The International Writers Magazine: Young Fiction Review
Skulduggery Pleasant: Dark Days by Derek Landy
HarperCollins Children's Books (1 April 2010)
Review by Robert Sills
Dark days indeed as we enter the fourth book of the Skulduggery Pleasant series and the continuing adventures of the title skeleton, wizard detective and heroine Valkyrie Cane.
They must fight vampires, zombies, magical murderers and evil sorcerers in order to prevent the return of dark gods; the Faceless Ones.
As with the previous books, ‘Dark Days’ maintains a happy balance of action, adventure, imagination, humour and horror which gives it an edge against its competition. Indeed, at risk of over using the word, the series has always been dark for a children’s novel, with gruesome and bloody deaths around every corner, and this entry is no exception. One of the many strengths of the books is the feeling that no one is safe, that a main character might be brutally killed at any moment, suspending the belief that everyone will live happily ever after. Of course, another strong point is the relationship between Skulduggery and Valkyrie, which has over time evolved from a teacher/student set-up to now where Valkyrie is quite capable of looking after herself. The novel is at its best when we have the humorous, wit laden conversations between the two.
Readers who have been following the pair’s escapades in a world of magic and monsters will be pleased with the latest addition, though those who are new to the series might be left confused due to characters or objects appearing or being mentioned that are not re-established in the book.
Unfortunately, ‘Dark Days’ suffers from being the middle child of the series.

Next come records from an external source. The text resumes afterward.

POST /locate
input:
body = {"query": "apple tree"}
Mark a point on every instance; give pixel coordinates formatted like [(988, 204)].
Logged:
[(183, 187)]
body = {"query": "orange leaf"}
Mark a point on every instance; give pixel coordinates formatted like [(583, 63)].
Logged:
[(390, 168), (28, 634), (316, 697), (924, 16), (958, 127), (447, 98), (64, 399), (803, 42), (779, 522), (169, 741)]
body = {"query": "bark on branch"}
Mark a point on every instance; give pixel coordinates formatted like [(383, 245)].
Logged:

On the one hand, it must wrap up the events of the previous book, ‘The Faceless Ones’ which left Skulduggery trapped in an alternate dimension as well as establish the plot for the coming books as they must prepare to face a new evil. There is also the little matter of a group of villains who wish to see take their revenge on the world, with the intent of killing Valkyrie in the process. While each of these plotlines slot into place relatively smoothly, that moment where all of these plotlines click into place never arises so everything feels disjointed.
However, as I said, the primary focus of this book was to conclude the third book and set the series up for the new big bad to appear. While the former could have done with an entire book and is done rather too quickly for my liking, the latter will guarantee readers to keep going with the series, especially a revelation that appears on the very last page.
‘Skulduggery Pleasant: Dark Days’ is an enjoyable read for any child who wishes their stories to have a bit more bite to them, with the horrific monsters and intense fight scenes practically begging a studio to pick it up for a summer blockbuster.